“Donald Trump has blood on his hands.” Those were the words of New York City’s comptroller Scott Stringer, whose mother died last week of COVID-19. He wasn’t the first person to say it, but this time Stringer’s words hung glaring, suspended in air thickened with the struggling breaths of tens of thousands of sick New Yorkers and exhausted medical workers struggling in emergency rooms and ICUs overflowing with dying patients. This time those words meant something to everyone in America, not just families of migrants worried about their loved ones stuck in filthy, overcrowded immigration detention centres.
Trump’s handling of the crisis has been monumentally bad; perhaps even criminally bad. From the disinformation campaigns (“it’s just a flu”), to deciding not to release immigration detainees with no criminal record at high risk for contracting the virus (including children), the president has made decisions that will likely have cost hundreds of thousands of Americans their lives.
The US is well-known in the international legal community for talking up human rights and international justice without wanting to commit itself to those principles. Under the Trump administration, the US withdrew from the UN Human Rights Council and the UN’s cultural and scientific body, UNESCO, in 2018 and 2019 respectively. Nevertheless, Trump’s actions toward detained migrants violate of several international human rights treaties to which the US is still a State Party. That includes the Convention against Torture and Other Cruel, Inhuman or Degrading Treatment or Punishment and the International Covenant on Civil and Political Rights, among others.
Although a sitting president cannot be criminally prosecuted, he can still face criminal charges in the US after leaving office. But there could be international legal consequences for his actions which led to, and then worsened, the humanitarian crisis accompanying the pandemic.
For instance, if another country were to find Trump guilty of crimes against humanity, including torture, imprisonment, or extermination, he could be detained when traveling to that country under the principle of universal jurisdiction. Universal jurisdiction is an international legal concept that allows a national court to investigate and prosecute certain crimes, including crimes against humanity, torture and genocide, even if those crimes weren’t committed within its national territory. It hasn’t been invoked often, but it’s not an impossibility.
I posed the question of whether Trump might face international legal ramifications for his actions toward detained migrants during the pandemic to my friend and colleague Ata Hindi, a research fellow at the Institute of Law at Birzeit University, in Palestine. He explained to me, “Justice and accountability for human rights violations — in one form or another — are always possible, even for individuals like Trump. I don’t find much hope in the US constitutional and legal order; it’s a system that has allowed him to thrive. Whether this concerns violations at home or abroad, we need to take a more serious look and explore every single avenue for justice and accountability and get to work.”
Professor of comparative and international criminal law at IE university in Madrid, Marina Askenova, has a similar take on world leaders during the crisis generally. I asked Askenova about whether Trump might face international legal responsibility for his actions under the international legal principle of universal jurisdiction, for example, toward detained migrants during the pandemic, for instance. She responded, “Yes, universal jurisdiction may be that principle, however it depends on the country in question – Germany and Spain have provisions for prosecuting international crimes committed by any national anywhere in the world. But not every country has that.”

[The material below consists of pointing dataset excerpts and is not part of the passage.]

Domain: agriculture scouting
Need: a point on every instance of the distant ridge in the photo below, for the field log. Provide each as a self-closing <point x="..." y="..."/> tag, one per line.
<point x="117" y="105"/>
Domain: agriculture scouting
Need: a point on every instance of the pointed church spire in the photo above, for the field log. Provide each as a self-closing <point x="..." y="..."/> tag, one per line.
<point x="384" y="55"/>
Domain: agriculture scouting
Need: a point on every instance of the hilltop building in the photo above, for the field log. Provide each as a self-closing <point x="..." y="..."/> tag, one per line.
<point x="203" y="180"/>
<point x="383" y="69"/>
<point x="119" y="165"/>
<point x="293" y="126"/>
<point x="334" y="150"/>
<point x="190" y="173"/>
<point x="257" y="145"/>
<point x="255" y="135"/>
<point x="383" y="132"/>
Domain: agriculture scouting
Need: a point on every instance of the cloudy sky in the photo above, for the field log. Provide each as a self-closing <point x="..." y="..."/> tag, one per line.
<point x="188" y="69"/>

As for justice at home, it’s unlikely we’ll see much thanks to the extreme state of partisanship politics and the sycophancy of Trump’s Republican colleagues. Speaker Nancy Pelosi is assembling a bipartisan committee to oversee the delivery of the administration’s $2 trillion coronavirus aid package, but that only tracks the money – international legal action may be our only hope for to hold Trump accountable for his crimes.
We know that this virus is especially lethal for the elderly, people with compromised immune systems and respiratory problems – but it’s also especially deadly for those who are incarcerated in prisons and immigration detention centres. Amnesty International released a report Tuesday on the crisis in immigration detention centres raising the issue of the potential legal responsibility of Immigration and Custom’s Enforcement (ICE)’s treatment of migrants. It said: “US authorities are fully responsible for all individuals in the custody of ICE, and therefore may be liable for any preventable deaths under their watch. ICE has the authority and obligation to grant humanitarian parole to immigration detainees, before any more people in its custody contract Covid-19 and suffer irreparable harm.”

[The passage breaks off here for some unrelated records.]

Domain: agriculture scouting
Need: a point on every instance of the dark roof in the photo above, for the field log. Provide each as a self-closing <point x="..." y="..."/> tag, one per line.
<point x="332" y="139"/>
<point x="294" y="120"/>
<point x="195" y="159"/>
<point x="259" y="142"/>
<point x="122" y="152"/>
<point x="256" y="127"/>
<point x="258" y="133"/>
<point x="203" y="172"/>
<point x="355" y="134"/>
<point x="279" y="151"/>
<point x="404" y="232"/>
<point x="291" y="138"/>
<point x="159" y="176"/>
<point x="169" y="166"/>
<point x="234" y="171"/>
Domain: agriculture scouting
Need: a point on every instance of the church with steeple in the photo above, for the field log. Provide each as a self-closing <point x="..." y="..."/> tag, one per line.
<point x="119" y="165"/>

This country’s record of exceptionalism in the face of international law reaffirms the importance of a united global community, the principle of rule of law and international enforcement mechanisms like universal jurisdiction – mechanisms that are capable and willing to hold presidents like Donald Trump and other top officials accountable for their wanton cruelty toward vulnerable populations.
There is no doubt that COVID-19 became a pandemic because of the nature of our highly scientific, technological and interconnected society. Our global community is also cracking under the unprecedented pressure of rapid and complex changes in our physical world – the climate crisis, armed conflict, capitalism, urbanisation, and vast social inequity have all contributed.
It will take science, technology and the rule of law to restore justice in our nation. And if this crisis has taught us anything, it’s that some things can’t wait.